Joy and I assumed that we’d then be heading back to Bangkok – where we could spend the next three weeks sleeping – but John decided that he wanted to drop by a Korean sauna to freshen up. We spent an hour between the sauna and the steam room; the heat almost knocked me out, but I managed to soldier on.
Finishing at around 20:00, we crawled into John’s car – again – and headed north back towards the City of Angels. I asked John if we were heading home, just to make sure it wasn’t some kind of cruel joke; that he wasn’t merely luring us into a false sense of security.
Arriving at our apartment at roughly 22:00, we got out of the car. Joy and Yam were saying their goodbyes, when John suddenly gave Joy a peck on the cheek and told her, ‘Don’t worry, Joy, I’ll have Stuart back before 03:00.’

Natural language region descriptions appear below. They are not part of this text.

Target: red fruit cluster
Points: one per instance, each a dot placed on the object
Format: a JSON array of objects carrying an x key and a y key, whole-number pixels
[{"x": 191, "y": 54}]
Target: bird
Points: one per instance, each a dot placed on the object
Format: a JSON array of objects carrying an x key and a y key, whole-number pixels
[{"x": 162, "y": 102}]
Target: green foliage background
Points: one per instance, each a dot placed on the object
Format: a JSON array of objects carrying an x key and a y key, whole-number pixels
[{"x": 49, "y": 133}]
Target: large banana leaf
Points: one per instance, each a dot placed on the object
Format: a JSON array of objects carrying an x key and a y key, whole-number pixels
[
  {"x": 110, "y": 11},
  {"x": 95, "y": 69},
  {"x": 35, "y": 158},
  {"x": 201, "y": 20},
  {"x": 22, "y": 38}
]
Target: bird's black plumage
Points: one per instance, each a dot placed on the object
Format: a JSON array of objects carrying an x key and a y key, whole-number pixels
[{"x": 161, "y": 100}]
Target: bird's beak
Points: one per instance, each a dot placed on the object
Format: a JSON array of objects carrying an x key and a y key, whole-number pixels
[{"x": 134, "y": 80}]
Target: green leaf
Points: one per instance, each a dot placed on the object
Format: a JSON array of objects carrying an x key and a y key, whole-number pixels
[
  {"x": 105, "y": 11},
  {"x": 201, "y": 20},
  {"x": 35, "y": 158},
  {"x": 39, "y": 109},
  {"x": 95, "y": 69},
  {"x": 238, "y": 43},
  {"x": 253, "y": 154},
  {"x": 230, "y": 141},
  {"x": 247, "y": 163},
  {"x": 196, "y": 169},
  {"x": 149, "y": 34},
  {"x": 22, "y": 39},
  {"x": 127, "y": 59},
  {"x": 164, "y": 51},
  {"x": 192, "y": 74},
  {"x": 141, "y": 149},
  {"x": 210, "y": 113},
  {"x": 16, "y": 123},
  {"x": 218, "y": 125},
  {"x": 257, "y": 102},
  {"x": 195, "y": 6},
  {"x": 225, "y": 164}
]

I asked John, “W-w-w-where are we going?”
‘Pegasus’, he replied.
Pegasus is a ridiculously expensive private members’ club where John was a regular patron. I had been there before with him several times, and he’d never spend less than US$2,000 on one night out.
We pulled away from my apartment building – John excited, me numb – and upon arriving, we drank until 02:00. John could see that I really had had enough by this time but he wasn’t yet done. Handing me his car keys, he told me to take his car, gave me a man-hug, and wished me good night.
Six hours later at 08:00 I would still be in a self-induced coma, John would be in his office attacking the beginning of his week with gusto.
John had a rule which he stuck to religiously: never go to work and arrive home on the same day, for it’s much more fulfilling – and fun – to arrive home and then go to work on the same day.
Before and since knowing John, I have never met a man with as much energy as he had. The remarkable thing is though, at that time I was 33, John was 59.
While he showed no obvious signs of substance abuse, I did often wonder if he was on something, as I found it impossible for any man, regardless of age or level of physical fitness, to maintain that lifestyle on a regular basis. Whether I was right or wrong, I loved John dearly as a friend. It didn’t matter if we were having a quiet dinner and chat together, or a full balls-out raucous weekend away, such as the one I have shared with you.
I still think about John from time to time: what he’s up to; where he is; how he is, or if, indeed, he still is at all.